Preetinder S. Virk, Fernando Funakoshi, Nikhil Pradhan, and Jason Whittaker. Department of Chemical Engineering, Massachusetts Institute of Technology, 77 Massachusetts Avenue, Cambridge, MA 02139

The downstream development of drag reduction following wall injection of concentrated polyethyleneoxide solutions into a turbulent water flow was studied by simultaneous pressure drop and flow visualization measurements at Reynolds numbers from 55000 to 140000 in a transparent acrylic test pipe of 15.7 mm ID and L/D = 430. The experiments partially modeled drag reduction in the Trans-Alaska Pipeline System, by roughly matching (i) the pipe friction velocity uô ~ 0.15 m/s, (ii) the backbone chain links Nbb ~ 0.5x106 and downstream concentrations Cline ~ 5 wppm of the polymer additive and (iii) the wall injection of concentrated polymer through equi-spaced circumferential ports at friction-normalized injection velocities Vinj+ ~ 1 << mean velocity V+ ~ 25. Polymer dissolution into the flow was assessed two ways, (i) from the initial increase in fractional drag reduction DR towards the eventual downstream DRline, which provided a characteristic development distance (L/D)dr and (ii) from visual observation and flash photography to reveal a characteristic distance (L/D)pv when red-dyed strands of the injected solution disappeared.

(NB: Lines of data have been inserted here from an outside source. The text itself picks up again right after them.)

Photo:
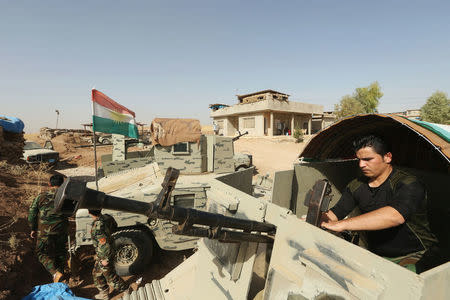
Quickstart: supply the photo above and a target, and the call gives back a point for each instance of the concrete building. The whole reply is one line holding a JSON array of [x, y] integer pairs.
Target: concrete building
[[410, 113], [267, 113]]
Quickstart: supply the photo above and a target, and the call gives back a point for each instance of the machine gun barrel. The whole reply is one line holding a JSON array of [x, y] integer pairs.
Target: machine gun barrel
[[73, 195]]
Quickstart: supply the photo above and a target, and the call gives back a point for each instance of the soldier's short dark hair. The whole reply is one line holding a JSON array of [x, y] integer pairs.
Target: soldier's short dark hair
[[95, 212], [56, 180], [378, 144]]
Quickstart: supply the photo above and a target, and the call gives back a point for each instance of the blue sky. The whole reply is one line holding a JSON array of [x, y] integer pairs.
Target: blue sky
[[174, 58]]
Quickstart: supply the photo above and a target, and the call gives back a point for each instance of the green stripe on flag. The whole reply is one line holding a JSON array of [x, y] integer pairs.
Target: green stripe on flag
[[109, 126]]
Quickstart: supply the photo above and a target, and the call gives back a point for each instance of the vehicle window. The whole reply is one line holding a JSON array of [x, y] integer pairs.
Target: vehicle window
[[31, 146]]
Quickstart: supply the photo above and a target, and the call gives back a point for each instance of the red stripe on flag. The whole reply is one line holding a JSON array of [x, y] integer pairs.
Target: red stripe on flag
[[107, 102]]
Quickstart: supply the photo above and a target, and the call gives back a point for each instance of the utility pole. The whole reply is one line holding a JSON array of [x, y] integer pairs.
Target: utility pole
[[57, 117]]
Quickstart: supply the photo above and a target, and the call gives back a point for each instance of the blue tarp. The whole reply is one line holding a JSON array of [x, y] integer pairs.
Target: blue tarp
[[52, 291], [11, 124]]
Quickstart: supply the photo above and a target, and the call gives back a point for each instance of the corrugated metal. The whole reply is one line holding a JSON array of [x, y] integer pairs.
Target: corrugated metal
[[412, 145], [151, 291]]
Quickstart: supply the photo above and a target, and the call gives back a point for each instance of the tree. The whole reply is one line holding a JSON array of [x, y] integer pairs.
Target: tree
[[437, 109], [369, 96], [347, 107], [363, 100]]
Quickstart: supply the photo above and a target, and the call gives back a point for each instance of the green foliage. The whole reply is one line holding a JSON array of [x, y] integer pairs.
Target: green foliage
[[363, 100], [347, 107], [298, 134], [368, 97], [436, 109]]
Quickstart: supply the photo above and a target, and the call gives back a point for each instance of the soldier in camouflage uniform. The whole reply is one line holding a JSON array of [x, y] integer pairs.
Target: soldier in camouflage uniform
[[51, 229], [104, 272]]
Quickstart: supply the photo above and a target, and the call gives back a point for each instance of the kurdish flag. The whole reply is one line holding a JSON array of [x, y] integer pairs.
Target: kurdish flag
[[111, 117]]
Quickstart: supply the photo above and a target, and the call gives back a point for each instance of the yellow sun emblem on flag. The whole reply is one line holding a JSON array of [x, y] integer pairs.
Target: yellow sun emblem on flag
[[118, 117]]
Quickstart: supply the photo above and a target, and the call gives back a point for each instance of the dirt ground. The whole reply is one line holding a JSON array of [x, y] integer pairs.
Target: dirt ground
[[19, 269]]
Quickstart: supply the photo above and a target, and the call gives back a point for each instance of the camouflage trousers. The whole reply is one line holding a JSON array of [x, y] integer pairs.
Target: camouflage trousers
[[106, 275], [51, 252]]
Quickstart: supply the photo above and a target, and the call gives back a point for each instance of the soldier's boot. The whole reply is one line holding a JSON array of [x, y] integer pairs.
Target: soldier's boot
[[103, 295], [57, 276]]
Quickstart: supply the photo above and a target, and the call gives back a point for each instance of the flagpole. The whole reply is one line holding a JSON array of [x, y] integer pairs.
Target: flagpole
[[95, 143]]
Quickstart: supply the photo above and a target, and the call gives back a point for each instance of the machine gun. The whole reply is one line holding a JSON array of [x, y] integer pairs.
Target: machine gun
[[73, 195]]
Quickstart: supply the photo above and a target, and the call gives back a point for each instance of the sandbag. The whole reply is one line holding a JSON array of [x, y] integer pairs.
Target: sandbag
[[168, 132]]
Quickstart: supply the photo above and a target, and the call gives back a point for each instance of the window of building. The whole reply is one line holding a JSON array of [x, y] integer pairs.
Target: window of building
[[249, 122], [181, 148]]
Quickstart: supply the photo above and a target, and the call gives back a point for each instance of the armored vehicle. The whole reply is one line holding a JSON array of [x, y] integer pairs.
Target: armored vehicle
[[139, 178], [304, 261], [178, 143]]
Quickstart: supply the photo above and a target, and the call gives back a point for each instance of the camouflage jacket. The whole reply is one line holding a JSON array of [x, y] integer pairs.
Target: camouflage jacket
[[101, 232], [41, 216]]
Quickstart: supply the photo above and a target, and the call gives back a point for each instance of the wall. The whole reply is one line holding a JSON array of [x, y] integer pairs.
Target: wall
[[258, 129]]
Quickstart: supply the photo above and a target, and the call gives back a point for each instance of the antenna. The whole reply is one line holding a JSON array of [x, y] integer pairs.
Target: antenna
[[57, 117]]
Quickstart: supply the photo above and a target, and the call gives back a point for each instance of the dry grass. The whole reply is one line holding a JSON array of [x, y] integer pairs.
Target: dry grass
[[37, 173], [13, 242]]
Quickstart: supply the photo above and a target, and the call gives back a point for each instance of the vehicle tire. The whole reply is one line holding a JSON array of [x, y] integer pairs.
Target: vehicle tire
[[134, 250]]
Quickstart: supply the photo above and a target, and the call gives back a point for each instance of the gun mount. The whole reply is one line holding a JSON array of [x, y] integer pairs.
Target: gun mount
[[73, 195]]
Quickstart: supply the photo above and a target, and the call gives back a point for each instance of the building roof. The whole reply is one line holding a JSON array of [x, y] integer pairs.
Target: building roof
[[240, 97]]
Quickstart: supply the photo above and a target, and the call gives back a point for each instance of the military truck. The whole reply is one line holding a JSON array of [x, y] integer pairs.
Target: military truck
[[304, 261], [139, 178], [178, 143]]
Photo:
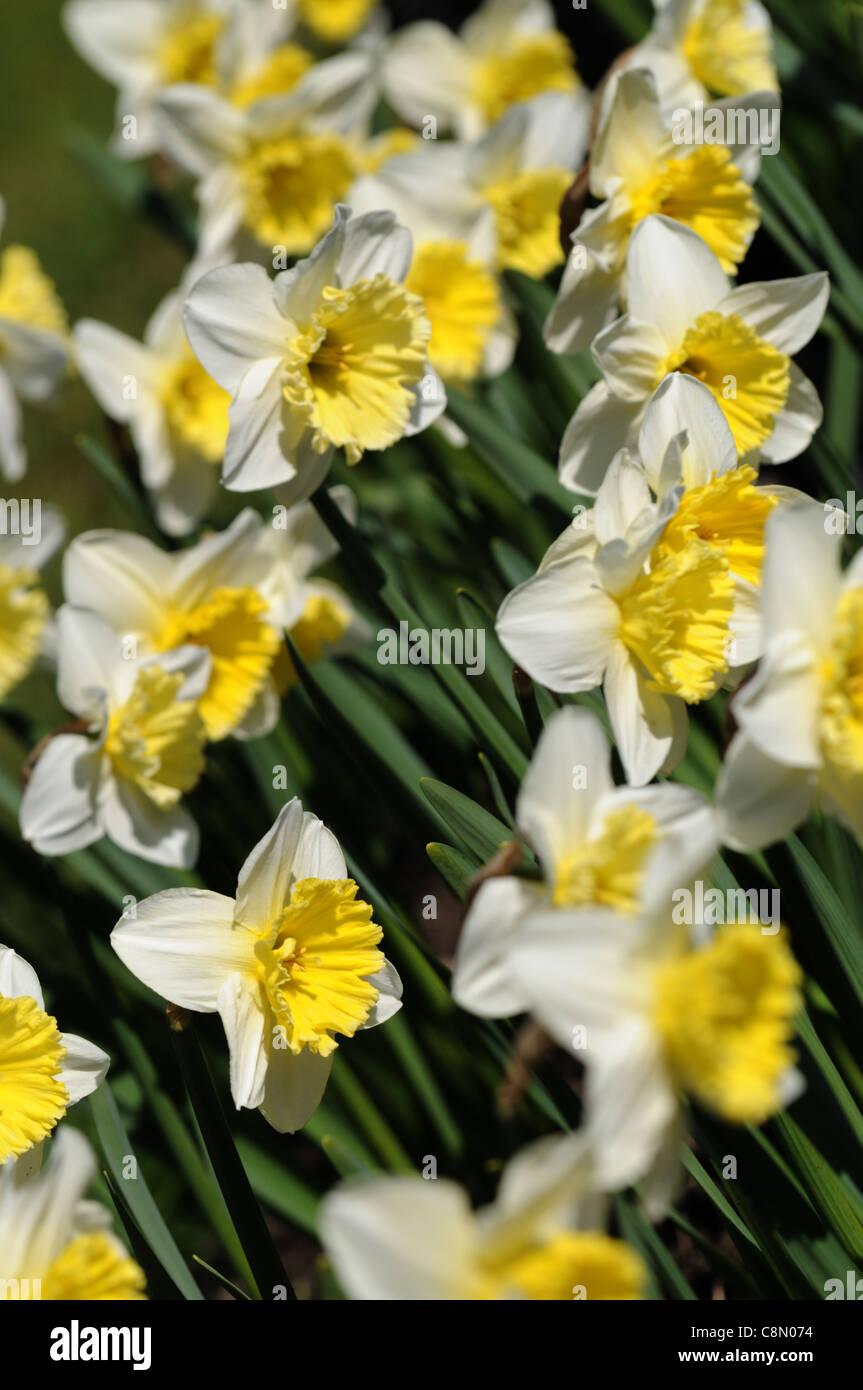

Specific results are: (i) Friction factors for solvent, deionized water, adhered to the Prandtl-Karman law for fully-developed turbulent flow in smooth pipes, and injection of red-dyed water “blanks” gave (L/D)pv ~ 50, with corresponding eddy diffusivity to kinematic viscosity ratio ~ 150. (ii) Concentrated polymer solutions with Cinj from 500 to 5000 wppm provided downstream polymer concentrations Cline from 0.1 to 100 wppm that exhibited DRline from 0.15 to 0.80, the latter close to the asymptotic maximum drag reduction possible at the present Re. (iii) Drag reduction development distances (L/D)dr ~ 100 were generally much lower than the dyed polymer strand disappearance distances (L/D)pv ~ 150 to > 400, at all Cline and Cinj. The contrast between the insensitivity of (L/D)dr to Cline on the one hand, and the sensitivity of (L/D)pv upon Cline on the other, is discussed using modern notions of Type B turbulent drag reduction physics.